La industria del bioetanol argentino alcanzó un nuevo récord en 2024, con una producción total de 1,21 millones de metros cúbicos, consolidando así su mejor marca histórica. El crecimiento fue impulsado principalmente por la recuperación de la producción de etanol a base de caña de azúcar, que experimentó un aumento del 26% respecto al año anterior. Si bien la producción a base de maíz registró una leve caída del 6%, se mantuvo como la segunda cifra más alta desde que se tienen registros, indica un informe elaborado por Guido D´Angelo y Julio Calzada de la Bolsa de Comercio de Rosario (BCR).
Argentina cuenta con 6 plantas productoras de etanol de maíz y 11 de caña de azúcar. Mientras la provincia de Córdoba lidera la producción a partir de maíz, el etanol de caña de azúcar se concentra en el NOA, principalmente en Tucumán, Salta y Jujuy. También participan en el proceso productivo las provincias de Santa Fe y San Luis. En cuanto a la producción total, los últimos cinco años, en promedio, el 60% del bioetanol argentino provino del maíz y el 40% de la caña, una distribución que se mantuvo estable en 2024.
Impacto ambiental
El informe de la BCRA, consigna que, además de su valor económico, el bioetanol tiene un fuerte impacto ambiental y social, dado que su huella de carbono es marcadamente menor que la de los combustibles fósiles, lo que lo convierte en una herramienta clave para la descarbonización del transporte, al tiempo que genera empleo y desarrollo industrial a nivel federal.
Potencial de crecimiento

A pesar del récord alcanzado, Argentina industrializa menos del 4% de su cosecha de maíz para producción de etanol, en contraste con Brasil (13%) y Estados Unidos (35%), dos de los mayores productores y exportadores globales de bioetanol. Ambos países concentran el 80% de la producción mundial de este biocombustible, detalla el relevamiento realizado por Guido D’Angelo y Julio Calzada.
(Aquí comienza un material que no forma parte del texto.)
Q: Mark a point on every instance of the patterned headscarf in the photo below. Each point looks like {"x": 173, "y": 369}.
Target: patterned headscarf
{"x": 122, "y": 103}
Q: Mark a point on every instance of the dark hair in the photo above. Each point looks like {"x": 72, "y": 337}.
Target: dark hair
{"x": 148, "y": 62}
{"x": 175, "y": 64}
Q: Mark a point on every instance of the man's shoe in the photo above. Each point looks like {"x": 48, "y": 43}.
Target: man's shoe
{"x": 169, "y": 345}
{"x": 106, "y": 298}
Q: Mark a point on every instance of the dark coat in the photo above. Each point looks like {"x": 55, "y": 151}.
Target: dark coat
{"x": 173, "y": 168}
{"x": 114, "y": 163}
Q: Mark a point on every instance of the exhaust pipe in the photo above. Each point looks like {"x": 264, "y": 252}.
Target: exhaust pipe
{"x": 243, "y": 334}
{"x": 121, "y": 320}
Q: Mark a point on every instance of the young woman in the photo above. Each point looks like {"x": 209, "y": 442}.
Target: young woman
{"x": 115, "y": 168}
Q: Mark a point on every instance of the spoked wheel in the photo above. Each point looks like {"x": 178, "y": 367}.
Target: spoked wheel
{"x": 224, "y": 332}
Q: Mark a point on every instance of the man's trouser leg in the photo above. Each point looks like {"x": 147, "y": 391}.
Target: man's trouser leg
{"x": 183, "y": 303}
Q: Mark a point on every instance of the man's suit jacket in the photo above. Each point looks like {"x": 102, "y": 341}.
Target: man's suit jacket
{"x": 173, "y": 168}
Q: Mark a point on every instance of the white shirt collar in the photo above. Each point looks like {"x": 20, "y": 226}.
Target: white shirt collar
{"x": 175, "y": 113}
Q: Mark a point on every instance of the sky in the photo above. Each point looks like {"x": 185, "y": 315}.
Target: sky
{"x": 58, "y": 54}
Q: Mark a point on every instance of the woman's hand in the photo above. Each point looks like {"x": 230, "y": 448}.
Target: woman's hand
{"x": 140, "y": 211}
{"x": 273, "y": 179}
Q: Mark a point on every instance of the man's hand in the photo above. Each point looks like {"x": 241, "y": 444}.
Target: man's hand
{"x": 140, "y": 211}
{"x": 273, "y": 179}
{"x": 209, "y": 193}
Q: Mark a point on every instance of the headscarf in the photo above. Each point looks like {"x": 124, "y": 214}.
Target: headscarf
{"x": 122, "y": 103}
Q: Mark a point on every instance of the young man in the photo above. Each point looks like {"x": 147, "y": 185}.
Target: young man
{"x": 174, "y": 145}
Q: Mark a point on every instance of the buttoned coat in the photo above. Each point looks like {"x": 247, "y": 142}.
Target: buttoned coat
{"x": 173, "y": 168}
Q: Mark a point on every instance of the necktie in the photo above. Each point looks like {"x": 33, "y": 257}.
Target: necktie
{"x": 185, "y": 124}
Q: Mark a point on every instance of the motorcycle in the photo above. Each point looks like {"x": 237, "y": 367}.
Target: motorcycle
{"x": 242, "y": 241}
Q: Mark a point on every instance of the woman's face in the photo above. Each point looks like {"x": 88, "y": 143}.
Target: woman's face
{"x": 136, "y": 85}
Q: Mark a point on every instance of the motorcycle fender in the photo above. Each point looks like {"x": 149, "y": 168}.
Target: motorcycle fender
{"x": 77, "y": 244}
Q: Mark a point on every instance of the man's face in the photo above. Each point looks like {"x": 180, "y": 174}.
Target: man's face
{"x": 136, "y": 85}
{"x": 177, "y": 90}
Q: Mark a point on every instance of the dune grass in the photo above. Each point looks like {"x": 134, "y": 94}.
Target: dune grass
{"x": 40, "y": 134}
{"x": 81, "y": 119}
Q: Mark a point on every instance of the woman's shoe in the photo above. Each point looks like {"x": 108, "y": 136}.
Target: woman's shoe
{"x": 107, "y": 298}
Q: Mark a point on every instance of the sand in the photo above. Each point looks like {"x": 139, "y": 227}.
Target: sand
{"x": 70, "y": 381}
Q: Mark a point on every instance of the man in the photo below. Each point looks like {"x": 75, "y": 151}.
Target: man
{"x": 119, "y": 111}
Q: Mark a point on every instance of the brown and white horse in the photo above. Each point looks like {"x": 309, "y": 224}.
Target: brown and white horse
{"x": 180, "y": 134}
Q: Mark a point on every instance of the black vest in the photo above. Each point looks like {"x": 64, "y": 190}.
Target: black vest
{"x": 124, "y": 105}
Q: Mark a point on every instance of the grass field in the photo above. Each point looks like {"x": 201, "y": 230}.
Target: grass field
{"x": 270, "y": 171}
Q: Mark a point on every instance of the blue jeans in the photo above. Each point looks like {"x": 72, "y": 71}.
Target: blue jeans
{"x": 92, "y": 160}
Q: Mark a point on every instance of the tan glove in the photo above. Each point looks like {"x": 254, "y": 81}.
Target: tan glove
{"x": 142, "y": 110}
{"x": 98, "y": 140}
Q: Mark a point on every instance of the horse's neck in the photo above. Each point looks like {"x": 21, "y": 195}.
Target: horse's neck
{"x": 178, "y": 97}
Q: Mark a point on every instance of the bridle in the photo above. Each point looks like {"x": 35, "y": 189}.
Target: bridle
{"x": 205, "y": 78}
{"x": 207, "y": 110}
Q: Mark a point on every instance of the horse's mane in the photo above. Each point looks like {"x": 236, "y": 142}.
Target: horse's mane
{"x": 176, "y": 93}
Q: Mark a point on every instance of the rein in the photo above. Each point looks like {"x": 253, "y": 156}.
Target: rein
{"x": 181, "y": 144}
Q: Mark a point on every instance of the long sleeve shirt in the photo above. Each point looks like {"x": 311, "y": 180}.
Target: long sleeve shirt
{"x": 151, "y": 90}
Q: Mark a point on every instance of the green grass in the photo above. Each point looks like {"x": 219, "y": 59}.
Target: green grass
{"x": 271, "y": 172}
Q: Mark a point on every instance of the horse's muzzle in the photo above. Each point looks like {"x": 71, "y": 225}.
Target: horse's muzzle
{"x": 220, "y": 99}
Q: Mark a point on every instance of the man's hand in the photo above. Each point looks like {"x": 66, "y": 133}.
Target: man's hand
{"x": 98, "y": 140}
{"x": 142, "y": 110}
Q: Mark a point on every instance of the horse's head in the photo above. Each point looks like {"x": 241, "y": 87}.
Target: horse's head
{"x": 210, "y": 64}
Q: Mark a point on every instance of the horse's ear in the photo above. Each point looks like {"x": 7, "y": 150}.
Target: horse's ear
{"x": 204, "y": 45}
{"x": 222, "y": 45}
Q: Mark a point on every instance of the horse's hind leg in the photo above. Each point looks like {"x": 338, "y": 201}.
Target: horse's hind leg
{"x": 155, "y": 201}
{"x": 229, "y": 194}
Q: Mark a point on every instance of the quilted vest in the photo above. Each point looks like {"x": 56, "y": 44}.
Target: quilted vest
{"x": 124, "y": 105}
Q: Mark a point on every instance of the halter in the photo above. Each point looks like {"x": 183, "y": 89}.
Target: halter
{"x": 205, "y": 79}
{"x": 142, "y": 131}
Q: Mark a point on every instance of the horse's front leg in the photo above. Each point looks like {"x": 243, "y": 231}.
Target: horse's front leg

En Brasil, en 2024 se destinaron más de 325 millones de toneladas de caña de azúcar y 15 millones de toneladas de maíz a la producción de etanol. El país cuenta con 25 plantas de etanol de maíz activas y otras 10 en construcción, con 20 más proyectadas, especialmente en el estado de Mato Grosso. El gobierno brasileño también evalúa aumentar el corte obligatorio de bioetanol en nafta al 30% antes de mediados de 2025, desde el actual 27%.
Estados Unidos, por su parte, dispone de 198 plantas en operación y 49 en expansión o construcción. El país convierte más de un tercio de su producción de maíz en bioetanol cada año. Los principales estados productores incluyen Iowa, Minnesota y Nebraska. En 2024, EE.UU. incrementó un 36% sus exportaciones de bioetanol, alcanzando un nuevo récord, con destinos como Canadá, Reino Unido, Colombia, la UE, India y Corea del Sur.
Hacia la diversificación de la matriz energética

Argentina cuenta con un potencial aún no del todo explotado. Existen numerosas iniciativas que podrían acelerar la transición energética, como la promoción del biometano y biogás, el avance en vehículos flex, la certificación de productos derivados de biomasa, y el desarrollo de mercados de carbono, indica el estudio de la BCR.
Un ejemplo concreto -explica el informe- es el Plan Director de Migración de uso de Combustibles Fósiles a Biocombustibles de la provincia de Córdoba, que ya ha ensayado el uso de E17 (17% de mezcla de etanol) en vehículos públicos. Incluso se han realizado pruebas con adaptaciones flex para operar con E70 (70% de etanol). Este tipo de medidas representa una vía complementaria al desarrollo de la electromovilidad, con un menor costo de infraestructura y un mayor valor agregado para el agro argentino.
La senda está trazada: si se profundiza el desarrollo del bioetanol, Argentina podría reducir aún más la capacidad ociosa de su industria, diversificar su matriz energética y potenciar su desarrollo regional y sustentable.